The resulting table reports pairwise synergy scores between HPO terms with respect to the selected target.

  • HPO_A and HPO_B are the two phenotypes being evaluated

  • synergy measures how much additional information the pair provides about the target compared to individual features

  • p_value_corrected indicates statistical significance after multiple testing correction

Interpretation:

  • positive synergy → the two phenotypes jointly provide additional information about the target

  • near zero → the phenotypes contribute largely independently

  • negative synergy → the phenotypes are redundant with respect to the target

Detailed descriptions of all output columns are provided in the Usage section.

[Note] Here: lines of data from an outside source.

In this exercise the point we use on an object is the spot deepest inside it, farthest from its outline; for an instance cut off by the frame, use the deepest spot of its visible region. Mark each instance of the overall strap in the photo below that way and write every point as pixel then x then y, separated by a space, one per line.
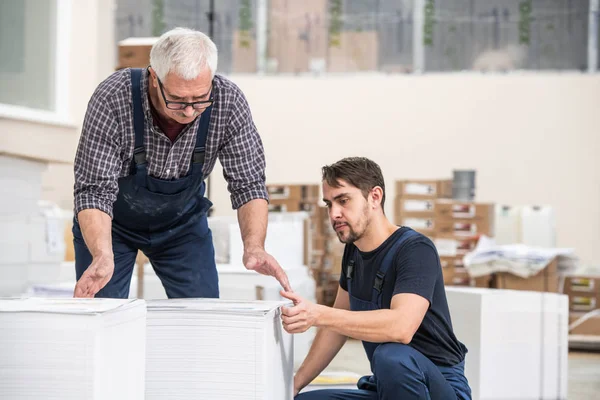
pixel 201 135
pixel 388 261
pixel 350 269
pixel 139 154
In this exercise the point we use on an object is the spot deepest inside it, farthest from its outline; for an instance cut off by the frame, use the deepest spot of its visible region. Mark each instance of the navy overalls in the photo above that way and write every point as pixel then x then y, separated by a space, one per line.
pixel 167 220
pixel 399 371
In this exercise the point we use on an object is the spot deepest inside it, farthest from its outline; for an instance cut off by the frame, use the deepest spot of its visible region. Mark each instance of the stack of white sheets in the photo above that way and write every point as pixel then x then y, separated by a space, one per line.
pixel 217 349
pixel 72 349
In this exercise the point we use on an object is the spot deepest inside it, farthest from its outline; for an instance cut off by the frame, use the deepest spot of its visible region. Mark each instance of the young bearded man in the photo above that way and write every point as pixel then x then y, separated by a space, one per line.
pixel 391 297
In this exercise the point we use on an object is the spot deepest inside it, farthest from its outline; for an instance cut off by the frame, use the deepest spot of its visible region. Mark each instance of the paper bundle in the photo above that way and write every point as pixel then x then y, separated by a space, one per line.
pixel 518 259
pixel 72 349
pixel 217 349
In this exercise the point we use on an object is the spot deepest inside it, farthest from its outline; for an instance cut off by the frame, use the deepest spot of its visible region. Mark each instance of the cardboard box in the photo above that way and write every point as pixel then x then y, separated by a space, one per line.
pixel 426 226
pixel 589 326
pixel 290 206
pixel 584 303
pixel 456 261
pixel 582 284
pixel 424 189
pixel 298 35
pixel 456 276
pixel 243 52
pixel 452 246
pixel 135 52
pixel 450 209
pixel 353 51
pixel 464 227
pixel 294 192
pixel 547 280
pixel 414 208
pixel 332 263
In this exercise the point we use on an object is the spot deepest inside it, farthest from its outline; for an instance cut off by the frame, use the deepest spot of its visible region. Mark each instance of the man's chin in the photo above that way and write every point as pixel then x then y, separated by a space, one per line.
pixel 184 120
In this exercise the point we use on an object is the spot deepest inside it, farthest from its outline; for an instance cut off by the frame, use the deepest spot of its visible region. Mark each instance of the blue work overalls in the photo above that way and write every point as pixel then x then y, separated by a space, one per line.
pixel 399 371
pixel 167 220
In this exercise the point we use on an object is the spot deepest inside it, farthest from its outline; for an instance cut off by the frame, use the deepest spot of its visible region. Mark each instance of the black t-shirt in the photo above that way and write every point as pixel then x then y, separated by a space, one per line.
pixel 416 269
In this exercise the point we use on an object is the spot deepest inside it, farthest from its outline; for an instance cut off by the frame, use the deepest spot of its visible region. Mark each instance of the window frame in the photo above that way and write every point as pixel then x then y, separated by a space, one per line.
pixel 60 114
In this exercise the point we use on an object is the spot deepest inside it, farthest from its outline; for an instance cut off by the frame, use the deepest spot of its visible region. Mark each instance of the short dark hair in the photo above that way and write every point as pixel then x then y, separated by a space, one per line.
pixel 357 171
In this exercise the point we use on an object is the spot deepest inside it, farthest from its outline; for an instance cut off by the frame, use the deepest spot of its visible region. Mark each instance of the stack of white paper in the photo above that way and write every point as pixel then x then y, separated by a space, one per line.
pixel 518 259
pixel 217 349
pixel 72 349
pixel 501 326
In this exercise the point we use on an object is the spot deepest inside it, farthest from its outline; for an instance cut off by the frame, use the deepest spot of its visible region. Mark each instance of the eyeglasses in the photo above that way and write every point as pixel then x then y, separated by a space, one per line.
pixel 181 105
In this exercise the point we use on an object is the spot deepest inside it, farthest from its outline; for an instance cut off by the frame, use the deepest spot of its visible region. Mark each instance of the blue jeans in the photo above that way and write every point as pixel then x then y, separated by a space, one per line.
pixel 185 264
pixel 402 373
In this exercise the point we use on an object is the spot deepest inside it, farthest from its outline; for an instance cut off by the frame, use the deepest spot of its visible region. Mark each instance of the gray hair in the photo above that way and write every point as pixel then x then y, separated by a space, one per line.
pixel 183 51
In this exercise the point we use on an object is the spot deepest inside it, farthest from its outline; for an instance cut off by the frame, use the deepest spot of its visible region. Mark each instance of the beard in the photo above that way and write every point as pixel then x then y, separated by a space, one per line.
pixel 352 236
pixel 355 234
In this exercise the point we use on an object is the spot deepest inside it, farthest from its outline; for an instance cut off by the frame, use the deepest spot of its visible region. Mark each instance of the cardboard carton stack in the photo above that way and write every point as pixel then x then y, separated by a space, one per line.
pixel 135 52
pixel 292 197
pixel 458 226
pixel 584 296
pixel 414 204
pixel 326 256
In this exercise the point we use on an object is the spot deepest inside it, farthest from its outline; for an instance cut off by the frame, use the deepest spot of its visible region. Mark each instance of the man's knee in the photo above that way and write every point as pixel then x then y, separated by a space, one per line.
pixel 395 360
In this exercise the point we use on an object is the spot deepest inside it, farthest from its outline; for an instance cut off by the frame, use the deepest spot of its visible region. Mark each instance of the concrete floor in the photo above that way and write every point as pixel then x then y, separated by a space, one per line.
pixel 584 369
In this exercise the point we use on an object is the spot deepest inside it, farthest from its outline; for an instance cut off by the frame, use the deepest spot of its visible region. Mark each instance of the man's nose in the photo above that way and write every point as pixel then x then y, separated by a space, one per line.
pixel 189 111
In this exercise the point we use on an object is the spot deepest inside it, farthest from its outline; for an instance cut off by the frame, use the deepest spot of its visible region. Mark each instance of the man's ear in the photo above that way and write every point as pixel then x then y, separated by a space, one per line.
pixel 376 196
pixel 153 77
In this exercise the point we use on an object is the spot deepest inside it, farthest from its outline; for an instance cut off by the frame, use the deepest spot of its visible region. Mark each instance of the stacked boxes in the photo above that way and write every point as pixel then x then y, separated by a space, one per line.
pixel 454 226
pixel 584 296
pixel 293 198
pixel 458 226
pixel 326 256
pixel 414 204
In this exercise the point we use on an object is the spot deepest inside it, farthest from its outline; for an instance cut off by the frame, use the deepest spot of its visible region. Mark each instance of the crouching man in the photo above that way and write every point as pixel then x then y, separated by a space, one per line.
pixel 391 297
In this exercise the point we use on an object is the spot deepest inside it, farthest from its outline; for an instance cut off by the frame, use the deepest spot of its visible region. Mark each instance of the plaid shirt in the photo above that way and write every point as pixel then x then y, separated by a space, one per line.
pixel 107 140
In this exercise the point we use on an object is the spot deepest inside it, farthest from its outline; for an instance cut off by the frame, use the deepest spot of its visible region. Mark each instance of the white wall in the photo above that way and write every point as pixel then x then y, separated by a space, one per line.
pixel 533 139
pixel 91 59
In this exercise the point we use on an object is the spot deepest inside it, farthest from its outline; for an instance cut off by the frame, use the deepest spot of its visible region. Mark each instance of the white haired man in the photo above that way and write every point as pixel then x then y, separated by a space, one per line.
pixel 149 140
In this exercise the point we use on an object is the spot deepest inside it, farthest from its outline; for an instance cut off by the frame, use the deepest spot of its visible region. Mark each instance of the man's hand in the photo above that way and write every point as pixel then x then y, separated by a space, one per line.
pixel 95 277
pixel 262 262
pixel 301 316
pixel 296 388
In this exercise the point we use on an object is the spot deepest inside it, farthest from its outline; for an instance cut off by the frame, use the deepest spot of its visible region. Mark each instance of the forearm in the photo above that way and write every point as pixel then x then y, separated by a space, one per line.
pixel 378 326
pixel 326 345
pixel 96 228
pixel 253 217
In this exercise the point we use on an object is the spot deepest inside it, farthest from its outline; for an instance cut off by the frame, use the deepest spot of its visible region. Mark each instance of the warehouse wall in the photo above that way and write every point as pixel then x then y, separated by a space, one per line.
pixel 92 59
pixel 533 139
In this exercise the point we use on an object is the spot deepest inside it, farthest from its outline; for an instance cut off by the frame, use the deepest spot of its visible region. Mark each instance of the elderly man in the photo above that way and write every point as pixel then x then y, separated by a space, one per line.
pixel 391 296
pixel 150 138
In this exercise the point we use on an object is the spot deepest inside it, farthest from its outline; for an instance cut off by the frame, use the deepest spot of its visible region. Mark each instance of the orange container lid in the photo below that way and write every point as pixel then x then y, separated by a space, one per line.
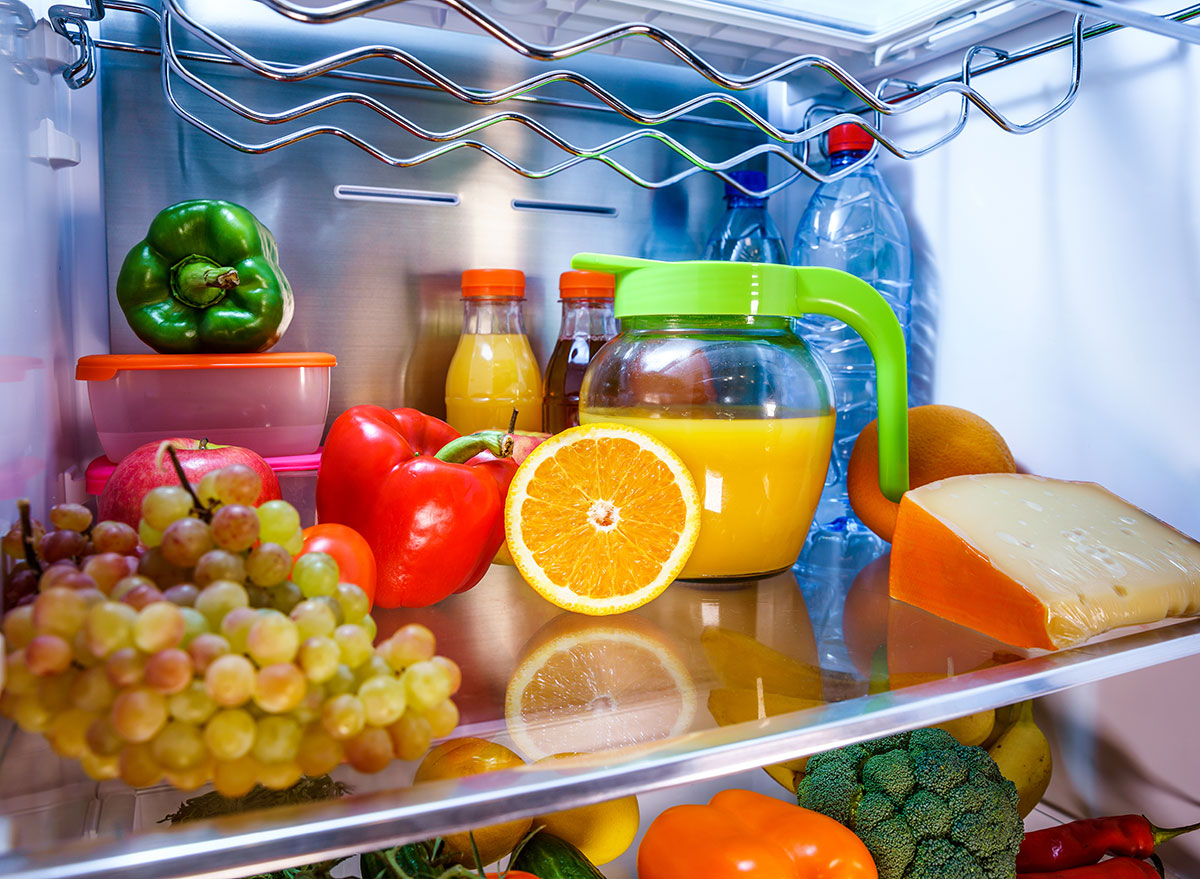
pixel 102 368
pixel 586 285
pixel 492 283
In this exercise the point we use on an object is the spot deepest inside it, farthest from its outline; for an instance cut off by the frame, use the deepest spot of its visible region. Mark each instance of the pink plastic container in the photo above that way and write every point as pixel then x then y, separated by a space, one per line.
pixel 270 404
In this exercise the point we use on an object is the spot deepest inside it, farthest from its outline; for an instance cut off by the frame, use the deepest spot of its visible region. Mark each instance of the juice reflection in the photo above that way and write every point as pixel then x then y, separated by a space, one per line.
pixel 585 685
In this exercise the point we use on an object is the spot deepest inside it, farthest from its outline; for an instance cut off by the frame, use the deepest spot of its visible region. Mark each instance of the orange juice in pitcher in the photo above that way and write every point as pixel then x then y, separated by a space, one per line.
pixel 708 362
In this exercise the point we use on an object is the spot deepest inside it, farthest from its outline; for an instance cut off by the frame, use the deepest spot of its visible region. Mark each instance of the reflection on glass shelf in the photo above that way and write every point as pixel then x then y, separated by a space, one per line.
pixel 702 682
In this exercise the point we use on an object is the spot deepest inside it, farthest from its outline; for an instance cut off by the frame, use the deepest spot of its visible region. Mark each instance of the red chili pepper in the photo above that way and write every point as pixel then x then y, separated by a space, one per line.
pixel 407 482
pixel 1086 842
pixel 1113 868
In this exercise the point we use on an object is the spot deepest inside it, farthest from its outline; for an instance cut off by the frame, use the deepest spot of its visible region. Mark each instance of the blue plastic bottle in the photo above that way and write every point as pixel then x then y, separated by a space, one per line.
pixel 747 233
pixel 855 225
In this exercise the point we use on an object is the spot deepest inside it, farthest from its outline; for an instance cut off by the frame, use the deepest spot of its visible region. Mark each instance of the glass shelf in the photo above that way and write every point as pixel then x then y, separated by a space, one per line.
pixel 635 694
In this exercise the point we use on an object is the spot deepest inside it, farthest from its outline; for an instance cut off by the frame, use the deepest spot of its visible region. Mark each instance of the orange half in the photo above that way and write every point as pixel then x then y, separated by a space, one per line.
pixel 601 518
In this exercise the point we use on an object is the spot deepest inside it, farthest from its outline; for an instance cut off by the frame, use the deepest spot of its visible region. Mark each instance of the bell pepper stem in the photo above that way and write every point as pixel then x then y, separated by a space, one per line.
pixel 1164 833
pixel 201 282
pixel 465 448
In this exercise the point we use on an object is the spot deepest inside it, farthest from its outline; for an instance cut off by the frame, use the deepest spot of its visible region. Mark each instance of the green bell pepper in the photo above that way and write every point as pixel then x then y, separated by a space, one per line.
pixel 205 279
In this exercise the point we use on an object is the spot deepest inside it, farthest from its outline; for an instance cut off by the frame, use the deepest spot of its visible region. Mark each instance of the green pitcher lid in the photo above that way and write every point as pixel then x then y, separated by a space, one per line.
pixel 699 287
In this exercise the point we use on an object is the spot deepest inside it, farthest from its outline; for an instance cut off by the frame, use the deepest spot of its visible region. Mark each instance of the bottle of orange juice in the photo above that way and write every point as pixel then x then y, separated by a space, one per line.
pixel 493 370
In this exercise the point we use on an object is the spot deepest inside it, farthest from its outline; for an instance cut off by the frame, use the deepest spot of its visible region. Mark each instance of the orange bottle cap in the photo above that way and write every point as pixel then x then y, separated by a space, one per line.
pixel 586 285
pixel 492 283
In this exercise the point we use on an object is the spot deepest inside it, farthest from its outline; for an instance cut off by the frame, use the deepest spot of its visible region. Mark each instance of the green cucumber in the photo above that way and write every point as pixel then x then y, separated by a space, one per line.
pixel 549 857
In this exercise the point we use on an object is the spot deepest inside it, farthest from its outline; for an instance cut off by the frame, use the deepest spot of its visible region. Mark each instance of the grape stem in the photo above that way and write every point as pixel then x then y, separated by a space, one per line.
pixel 203 512
pixel 27 536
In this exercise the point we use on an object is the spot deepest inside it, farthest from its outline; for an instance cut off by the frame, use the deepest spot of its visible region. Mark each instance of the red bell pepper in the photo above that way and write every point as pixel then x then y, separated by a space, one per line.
pixel 430 504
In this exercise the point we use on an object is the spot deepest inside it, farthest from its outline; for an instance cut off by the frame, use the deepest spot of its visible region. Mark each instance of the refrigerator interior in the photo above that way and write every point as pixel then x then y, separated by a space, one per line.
pixel 1056 294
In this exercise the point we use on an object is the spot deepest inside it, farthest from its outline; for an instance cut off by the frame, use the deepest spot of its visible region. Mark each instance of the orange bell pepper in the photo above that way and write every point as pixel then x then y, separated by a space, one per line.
pixel 750 836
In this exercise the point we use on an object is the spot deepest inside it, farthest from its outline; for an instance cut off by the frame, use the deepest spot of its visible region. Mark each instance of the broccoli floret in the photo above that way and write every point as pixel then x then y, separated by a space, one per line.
pixel 943 857
pixel 929 815
pixel 925 806
pixel 873 809
pixel 892 845
pixel 891 773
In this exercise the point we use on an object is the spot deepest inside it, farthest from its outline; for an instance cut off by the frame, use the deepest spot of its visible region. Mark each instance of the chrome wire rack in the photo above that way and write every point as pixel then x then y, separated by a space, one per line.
pixel 871 105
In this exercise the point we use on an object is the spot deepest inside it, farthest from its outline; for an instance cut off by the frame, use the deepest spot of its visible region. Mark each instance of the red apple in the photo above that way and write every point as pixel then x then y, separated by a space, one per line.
pixel 137 473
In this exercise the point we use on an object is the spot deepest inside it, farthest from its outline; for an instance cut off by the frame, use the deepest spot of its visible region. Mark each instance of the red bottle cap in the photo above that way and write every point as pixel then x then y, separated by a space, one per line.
pixel 492 283
pixel 849 137
pixel 586 285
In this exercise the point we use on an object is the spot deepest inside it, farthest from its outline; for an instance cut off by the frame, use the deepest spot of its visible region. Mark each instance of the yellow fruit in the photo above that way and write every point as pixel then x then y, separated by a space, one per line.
pixel 601 831
pixel 471 757
pixel 943 441
pixel 972 729
pixel 739 662
pixel 601 518
pixel 607 683
pixel 1023 755
pixel 1006 716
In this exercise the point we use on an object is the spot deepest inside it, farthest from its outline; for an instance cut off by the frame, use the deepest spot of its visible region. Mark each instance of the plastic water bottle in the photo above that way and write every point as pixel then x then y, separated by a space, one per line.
pixel 855 225
pixel 747 233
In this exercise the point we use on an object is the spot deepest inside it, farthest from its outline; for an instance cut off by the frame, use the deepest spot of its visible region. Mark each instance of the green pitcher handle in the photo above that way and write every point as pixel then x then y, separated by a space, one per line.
pixel 859 305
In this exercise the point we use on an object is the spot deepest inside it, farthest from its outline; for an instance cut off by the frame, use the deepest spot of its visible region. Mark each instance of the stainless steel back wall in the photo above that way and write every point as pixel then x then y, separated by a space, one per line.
pixel 377 281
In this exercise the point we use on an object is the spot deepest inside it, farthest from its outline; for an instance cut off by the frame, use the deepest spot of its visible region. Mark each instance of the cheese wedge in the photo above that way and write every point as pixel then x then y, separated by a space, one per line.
pixel 1038 562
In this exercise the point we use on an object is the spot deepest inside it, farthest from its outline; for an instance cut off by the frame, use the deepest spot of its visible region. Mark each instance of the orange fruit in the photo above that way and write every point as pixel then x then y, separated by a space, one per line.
pixel 595 685
pixel 943 441
pixel 471 757
pixel 601 518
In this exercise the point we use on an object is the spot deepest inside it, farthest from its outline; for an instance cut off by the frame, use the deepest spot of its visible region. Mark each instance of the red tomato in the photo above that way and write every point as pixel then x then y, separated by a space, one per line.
pixel 349 549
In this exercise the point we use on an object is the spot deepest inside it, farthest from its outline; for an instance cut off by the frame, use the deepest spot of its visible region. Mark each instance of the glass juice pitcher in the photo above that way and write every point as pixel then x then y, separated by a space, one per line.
pixel 707 360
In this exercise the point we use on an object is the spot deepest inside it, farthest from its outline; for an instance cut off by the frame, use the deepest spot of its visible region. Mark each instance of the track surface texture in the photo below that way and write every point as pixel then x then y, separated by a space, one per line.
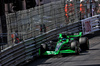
pixel 87 58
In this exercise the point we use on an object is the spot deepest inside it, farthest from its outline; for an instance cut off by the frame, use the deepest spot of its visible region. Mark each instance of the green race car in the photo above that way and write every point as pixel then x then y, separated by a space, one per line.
pixel 65 43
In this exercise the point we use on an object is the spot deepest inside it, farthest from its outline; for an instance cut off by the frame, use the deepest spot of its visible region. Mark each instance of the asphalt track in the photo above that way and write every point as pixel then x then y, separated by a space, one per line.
pixel 87 58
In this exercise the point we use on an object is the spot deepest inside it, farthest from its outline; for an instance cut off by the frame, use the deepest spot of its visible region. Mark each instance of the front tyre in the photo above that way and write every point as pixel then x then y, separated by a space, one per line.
pixel 43 48
pixel 75 47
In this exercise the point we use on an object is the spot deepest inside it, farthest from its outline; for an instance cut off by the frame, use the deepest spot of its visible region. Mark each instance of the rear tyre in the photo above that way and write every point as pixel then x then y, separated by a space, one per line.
pixel 84 43
pixel 75 47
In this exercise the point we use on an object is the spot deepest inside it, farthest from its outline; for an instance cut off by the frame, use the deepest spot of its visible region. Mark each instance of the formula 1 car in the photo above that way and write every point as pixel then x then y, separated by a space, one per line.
pixel 65 43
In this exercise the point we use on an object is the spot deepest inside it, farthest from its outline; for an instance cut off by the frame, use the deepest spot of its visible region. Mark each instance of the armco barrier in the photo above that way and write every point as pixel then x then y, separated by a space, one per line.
pixel 29 49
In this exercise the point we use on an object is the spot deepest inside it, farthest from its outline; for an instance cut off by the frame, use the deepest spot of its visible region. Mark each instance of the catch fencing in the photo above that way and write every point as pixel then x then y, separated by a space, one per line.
pixel 39 25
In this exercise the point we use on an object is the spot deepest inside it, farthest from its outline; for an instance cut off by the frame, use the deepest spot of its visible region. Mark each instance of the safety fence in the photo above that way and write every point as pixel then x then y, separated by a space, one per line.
pixel 29 49
pixel 26 24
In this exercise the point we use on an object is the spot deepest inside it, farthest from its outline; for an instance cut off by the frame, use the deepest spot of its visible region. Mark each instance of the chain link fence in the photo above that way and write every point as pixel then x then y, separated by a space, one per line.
pixel 33 22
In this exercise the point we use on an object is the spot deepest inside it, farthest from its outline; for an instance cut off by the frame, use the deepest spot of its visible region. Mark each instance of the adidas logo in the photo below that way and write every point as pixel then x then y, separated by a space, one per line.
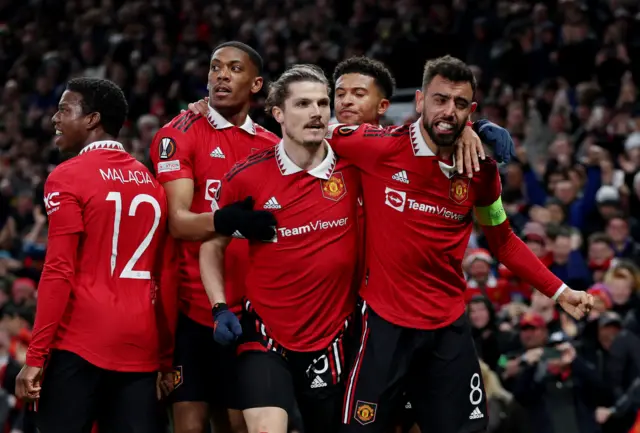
pixel 401 176
pixel 217 153
pixel 272 203
pixel 476 414
pixel 318 383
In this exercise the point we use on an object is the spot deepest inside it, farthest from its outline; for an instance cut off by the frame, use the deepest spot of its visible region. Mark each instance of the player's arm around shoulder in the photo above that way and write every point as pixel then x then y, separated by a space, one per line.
pixel 363 145
pixel 173 159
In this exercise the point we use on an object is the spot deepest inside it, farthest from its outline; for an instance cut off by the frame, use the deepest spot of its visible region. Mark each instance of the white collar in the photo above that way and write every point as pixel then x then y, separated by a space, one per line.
pixel 323 171
pixel 218 122
pixel 421 148
pixel 102 145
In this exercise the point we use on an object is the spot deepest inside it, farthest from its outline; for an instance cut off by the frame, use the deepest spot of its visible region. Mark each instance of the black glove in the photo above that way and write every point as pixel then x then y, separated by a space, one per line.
pixel 240 217
pixel 497 137
pixel 226 326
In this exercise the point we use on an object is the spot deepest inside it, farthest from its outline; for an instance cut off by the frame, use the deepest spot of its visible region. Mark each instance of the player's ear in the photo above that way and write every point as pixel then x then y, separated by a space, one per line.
pixel 93 120
pixel 419 101
pixel 278 114
pixel 257 85
pixel 383 106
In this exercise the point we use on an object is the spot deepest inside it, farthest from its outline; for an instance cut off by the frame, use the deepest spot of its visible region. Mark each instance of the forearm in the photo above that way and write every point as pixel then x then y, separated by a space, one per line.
pixel 190 226
pixel 212 268
pixel 53 295
pixel 511 251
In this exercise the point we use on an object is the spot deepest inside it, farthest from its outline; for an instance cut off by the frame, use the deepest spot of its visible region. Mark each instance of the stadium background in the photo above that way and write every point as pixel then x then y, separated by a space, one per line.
pixel 562 76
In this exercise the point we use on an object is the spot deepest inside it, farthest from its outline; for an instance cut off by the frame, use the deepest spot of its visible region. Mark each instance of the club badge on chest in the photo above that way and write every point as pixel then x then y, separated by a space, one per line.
pixel 459 189
pixel 334 188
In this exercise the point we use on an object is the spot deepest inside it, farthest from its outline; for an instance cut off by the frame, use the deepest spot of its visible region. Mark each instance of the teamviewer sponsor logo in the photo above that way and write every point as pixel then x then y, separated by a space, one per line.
pixel 395 199
pixel 286 232
pixel 437 210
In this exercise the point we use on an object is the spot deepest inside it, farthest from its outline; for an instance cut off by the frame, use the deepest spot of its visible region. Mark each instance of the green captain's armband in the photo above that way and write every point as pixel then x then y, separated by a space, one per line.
pixel 492 215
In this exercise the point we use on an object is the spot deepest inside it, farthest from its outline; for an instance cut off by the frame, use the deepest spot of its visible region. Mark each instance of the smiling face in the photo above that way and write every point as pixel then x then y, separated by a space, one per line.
pixel 445 107
pixel 70 122
pixel 305 114
pixel 232 79
pixel 358 100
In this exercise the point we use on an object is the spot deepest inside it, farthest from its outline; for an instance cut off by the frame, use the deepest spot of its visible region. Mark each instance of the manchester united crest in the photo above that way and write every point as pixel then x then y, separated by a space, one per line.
pixel 365 412
pixel 334 188
pixel 459 189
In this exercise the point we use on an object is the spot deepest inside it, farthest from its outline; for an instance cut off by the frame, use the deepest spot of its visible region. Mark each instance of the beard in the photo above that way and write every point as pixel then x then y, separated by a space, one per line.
pixel 442 140
pixel 309 144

7. Visualize synergy results

We can visualize synergy results as a heatmap.

[11]:
fig2 = results_variant.plot_synergy_heatmap(
)
[12]:
plotly_html_link(fig2, "synergy_heatmap.html", link_text="Click here to view interactive synergy heatmap")
[12]:

To view the interactive plot, click the link below:

Click here to view interactive synergy heatmap
[13]:
fig3 = results_disease.plot_synergy_heatmap(
)
[14]:
plotly_html_link(fig3, "synergy_heatmap_disease.html", link_text="Click here to view interactive synergy heatmap for Marfan syndrome")
[14]:

To view the interactive plot, click the link below:

Click here to view interactive synergy heatmap for Marfan syndrome

This visualization highlights phenotype pairs that show strong and statistically significant synergy with respect to the selected target.

Note:
Hover over the heatmap to see detailed information for each phenotype pair.
The thresholds control which interactions are displayed. Lower thresholds include more pairs, while higher thresholds focus on the strongest signals.

Summary

In this tutorial, we:

  • Loaded phenopacket data

  • Constructed a structured dataset

  • Explored phenotype–phenotype relationships using correlation

  • Identified condition-specific interactions using synergy analysis

Together, these steps provide a workflow for uncovering both global and condition-dependent relationships between phenotypic features.

For additional usage patterns and parameter options, see the Usage section.